Hume also makes it basic to implement a voice with specific emotions by adding a prompt in its UI. Here it is when I asked it to be “sexy and flirty”:
Hume AI’s “sexy and flirty” message
And when he was told to be “sad and gloomy”:
Hume AI’s ‘Depressed and Gloomy’ Message
And here’s a particularly unpleasant message when I was asked to be “angry and rude”:
Hume AI’s “angry and rude” message
Technology hasn’t always seemed so polished and smooth like OpenAI, and sometimes behaved in strange ways. For example, at one point the voice suddenly sped up and began spewing gibberish. But if the voice can be improved and made more reliable, it has the potential to support make human-like voice interfaces more widespread and diverse.

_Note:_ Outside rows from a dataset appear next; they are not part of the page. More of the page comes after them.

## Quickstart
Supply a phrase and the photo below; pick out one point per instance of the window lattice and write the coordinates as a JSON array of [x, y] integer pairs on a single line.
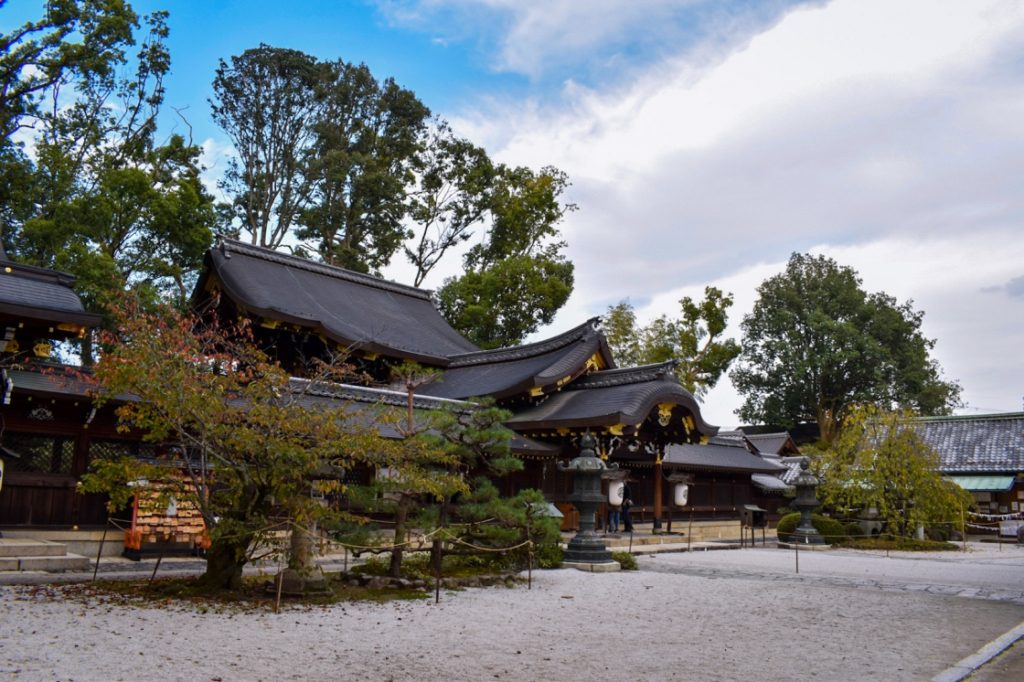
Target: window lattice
[[40, 454]]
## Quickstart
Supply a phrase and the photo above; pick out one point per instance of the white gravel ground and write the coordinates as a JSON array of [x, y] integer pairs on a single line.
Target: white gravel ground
[[717, 615]]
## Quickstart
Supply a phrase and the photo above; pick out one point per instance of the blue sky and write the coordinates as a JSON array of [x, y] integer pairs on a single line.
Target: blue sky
[[709, 139]]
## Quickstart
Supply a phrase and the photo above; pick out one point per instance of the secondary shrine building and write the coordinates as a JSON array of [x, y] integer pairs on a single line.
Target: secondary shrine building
[[556, 388], [301, 310]]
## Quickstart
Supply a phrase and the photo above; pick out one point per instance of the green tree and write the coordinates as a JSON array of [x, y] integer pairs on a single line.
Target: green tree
[[252, 441], [816, 343], [101, 199], [693, 340], [367, 136], [881, 461], [264, 100], [456, 181], [517, 279], [74, 40]]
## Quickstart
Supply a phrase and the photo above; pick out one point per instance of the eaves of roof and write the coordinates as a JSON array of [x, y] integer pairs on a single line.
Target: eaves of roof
[[350, 308], [611, 397], [532, 368]]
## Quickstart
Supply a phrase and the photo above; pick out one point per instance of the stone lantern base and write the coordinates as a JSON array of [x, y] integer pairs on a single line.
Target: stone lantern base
[[590, 567]]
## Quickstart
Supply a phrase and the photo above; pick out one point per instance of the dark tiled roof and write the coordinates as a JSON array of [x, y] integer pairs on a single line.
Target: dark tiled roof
[[506, 372], [731, 458], [772, 443], [769, 483], [358, 399], [613, 396], [348, 307], [55, 380], [41, 294], [976, 443]]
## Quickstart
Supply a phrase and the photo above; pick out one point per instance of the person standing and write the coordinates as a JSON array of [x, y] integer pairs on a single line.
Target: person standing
[[627, 504], [612, 525]]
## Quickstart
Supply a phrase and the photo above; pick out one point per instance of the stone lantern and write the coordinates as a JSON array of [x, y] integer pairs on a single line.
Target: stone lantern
[[587, 550], [805, 503]]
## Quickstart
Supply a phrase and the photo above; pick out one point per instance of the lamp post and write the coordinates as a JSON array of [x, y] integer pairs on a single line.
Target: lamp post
[[806, 502], [587, 550]]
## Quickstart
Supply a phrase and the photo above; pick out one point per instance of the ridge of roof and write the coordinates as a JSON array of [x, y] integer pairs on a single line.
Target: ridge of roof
[[527, 350], [368, 394], [625, 376], [970, 418], [228, 246], [41, 273]]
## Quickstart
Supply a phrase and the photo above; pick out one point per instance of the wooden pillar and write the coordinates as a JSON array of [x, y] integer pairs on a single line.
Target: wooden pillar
[[657, 489]]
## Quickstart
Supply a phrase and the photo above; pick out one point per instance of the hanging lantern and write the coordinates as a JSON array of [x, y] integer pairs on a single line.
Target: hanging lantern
[[616, 493], [682, 495]]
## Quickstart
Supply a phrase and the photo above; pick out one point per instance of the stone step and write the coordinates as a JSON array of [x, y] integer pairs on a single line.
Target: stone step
[[24, 547], [46, 563]]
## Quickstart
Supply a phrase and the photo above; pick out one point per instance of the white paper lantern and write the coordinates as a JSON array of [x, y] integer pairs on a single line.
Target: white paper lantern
[[616, 491]]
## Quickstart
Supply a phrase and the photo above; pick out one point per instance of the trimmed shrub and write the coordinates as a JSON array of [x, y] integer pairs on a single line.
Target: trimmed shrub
[[829, 528], [901, 544], [853, 529], [628, 561], [548, 556]]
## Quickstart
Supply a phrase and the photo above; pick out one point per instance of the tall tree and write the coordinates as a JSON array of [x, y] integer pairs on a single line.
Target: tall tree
[[367, 136], [517, 278], [456, 181], [102, 199], [693, 340], [74, 40], [110, 204], [264, 100], [881, 461], [816, 343], [252, 443]]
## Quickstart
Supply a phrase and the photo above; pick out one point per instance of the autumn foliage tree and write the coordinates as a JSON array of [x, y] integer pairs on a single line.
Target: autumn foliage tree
[[253, 441], [881, 461]]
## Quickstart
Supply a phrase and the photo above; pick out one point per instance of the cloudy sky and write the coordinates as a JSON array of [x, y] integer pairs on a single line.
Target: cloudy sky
[[709, 139]]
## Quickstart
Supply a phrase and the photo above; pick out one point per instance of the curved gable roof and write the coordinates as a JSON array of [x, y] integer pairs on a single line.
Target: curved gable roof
[[976, 443], [506, 372], [350, 308], [609, 397], [41, 294]]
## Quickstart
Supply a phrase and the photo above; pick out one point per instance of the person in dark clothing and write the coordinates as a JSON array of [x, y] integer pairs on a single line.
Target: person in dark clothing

The idea of recognizing, measuring, and simulating human emotions in technological systems dates back decades and is studied in a field known as “affective computing“, a term introduced by Rosalind Picardprofessor at MIT Media Lab, in the 1990s
Albert’s mistakeprofessor at Utrecht University in the Netherlands who studies affective computing is impressed by Hume AI technology and recently demonstrated it to his students. “EVI seems to assign emotional values and arousal values [to the user]and then modulating the agent’s speech accordingly,” he says. “That’s a very interesting twist on the LLM.”